Computed Tables and Dimensions¶
Computed tables never introduce dimensions. Their primary key is entirely inherited from their dependencies:
@schema
class SessionSummary(dj.Computed):
definition = """
-> Session # PK = (subject_id, session_idx)
---
num_trials : int64
accuracy : float32
"""
This makes sense—computed tables derive data from existing entities rather than introducing new ones.
Part Tables CAN Introduce Dimensions¶
Unlike computed tables, part tables can introduce new dimensions:
@schema
class Detection(dj.Computed):
definition = """
-> Image # Inherits image_id
-> DetectionParams # Inherits params_id
---
num_blobs : int64
"""
class Blob(dj.Part):
definition = """
-> master # Inherits (image_id, params_id)
blob_idx : int32 # NEW dimension within detection
---
x : float32
y : float32
"""
Detection inherits dimensions (no underline in diagram), but Detection.Blob
introduces a new dimension (blob_idx) for individual blobs within each
detection.
Dimensions and Attribute Lineage¶
Every foreign key attribute traces back to the dimension where it was first defined. This is called attribute lineage:
Subject.subject_id → myschema.subject.subject_id (origin)
Session.subject_id → myschema.subject.subject_id (inherited via foreign key)
Session.session_idx → myschema.session.session_idx (origin)
Trial.subject_id → myschema.subject.subject_id (inherited via foreign key)
Trial.session_idx → myschema.session.session_idx (inherited via foreign key)
Trial.trial_idx → myschema.trial.trial_idx (origin)

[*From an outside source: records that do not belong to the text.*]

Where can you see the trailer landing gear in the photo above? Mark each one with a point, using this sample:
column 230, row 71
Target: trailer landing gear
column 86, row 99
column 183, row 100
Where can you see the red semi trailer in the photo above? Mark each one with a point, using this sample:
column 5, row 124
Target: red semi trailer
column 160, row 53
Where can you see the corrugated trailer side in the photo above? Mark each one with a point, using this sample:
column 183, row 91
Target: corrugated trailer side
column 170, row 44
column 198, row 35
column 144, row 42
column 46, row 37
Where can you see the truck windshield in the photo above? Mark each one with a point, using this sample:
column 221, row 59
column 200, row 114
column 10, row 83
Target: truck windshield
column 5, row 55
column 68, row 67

Lineage enables semantic matching—DataJoint only joins attributes that
trace back to the same dimension. Two attributes named id from different
dimensions cannot be accidentally joined.

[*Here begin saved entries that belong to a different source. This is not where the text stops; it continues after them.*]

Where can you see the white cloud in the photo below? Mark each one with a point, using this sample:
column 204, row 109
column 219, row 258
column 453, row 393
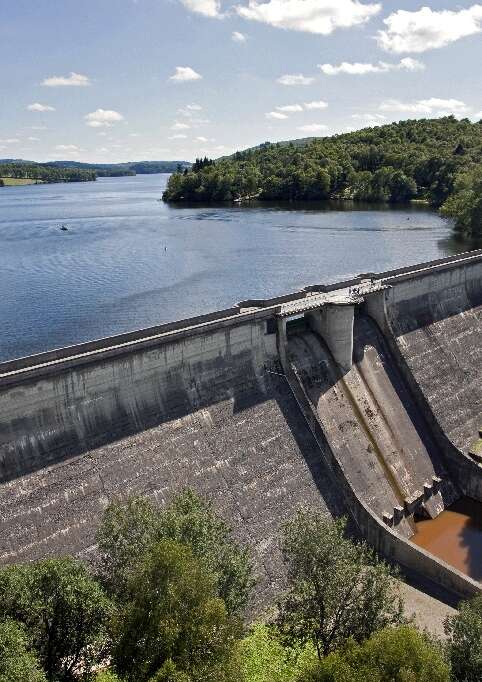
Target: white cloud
column 180, row 126
column 371, row 118
column 103, row 118
column 183, row 74
column 40, row 107
column 275, row 116
column 290, row 108
column 295, row 79
column 434, row 106
column 210, row 8
column 315, row 105
column 190, row 109
column 427, row 29
column 74, row 79
column 361, row 69
column 238, row 37
column 311, row 16
column 313, row 128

See Semantic Matching for details.
Recognizing Dimensions in Diagrams¶
In schema diagrams:
| Visual | Meaning |
|---|---|
| Underlined name | Introduces at least one new dimension |
| Non-underlined name | All PK attributes inherited (no new dimensions) |
| Thick solid line | One-to-one extension (no new dimension) |
| Thin solid line | Containment (may introduce dimension) |
Common dimensions in neuroscience:
- Subject — Who/what is being studied
- Session — When data was collected
- Trial — Individual experimental unit
- Modality — Type of data (ephys, imaging, behavior)
- Parameter set — Configuration for analysis
Understanding dimensions helps design schemas that naturally express your experimental structure and ensures correct joins through semantic matching.
Best Practices¶
- Answer the three questions before designing any table
- Choose stable identifiers that won't need to change
- Keep keys minimal — Include only what's necessary for uniqueness
- Document key semantics — Explain what the key represents
- Consider downstream queries — Keys affect join performance
Common Mistakes¶
Too few key attributes¶
# Wrong: experiment_id alone isn't unique
class Trial(dj.Manual):
definition = """
experiment_id : int64
---
trial_number : int32 # Should be part of key!
result : float32
"""
Too many key attributes¶
# Wrong: timestamp makes every row unique, losing entity semantics
class Measurement(dj.Manual):
definition = """
subject_id : int64
timestamp : datetime(6) # Microsecond precision
---
value : float32
"""
Mutable natural keys¶
# Risky: names can change
class Patient(dj.Manual):
definition = """
patient_name : varchar(100) # What if they change their name?
---
date_of_birth : date
"""
Summary¶
Entity integrity is maintained by:
- Primary keys that uniquely identify each entity
- Foreign keys that establish valid references
- Physical systems that link real-world entities to records
The three questions framework ensures your primary keys provide meaningful, stable identification for your domain entities.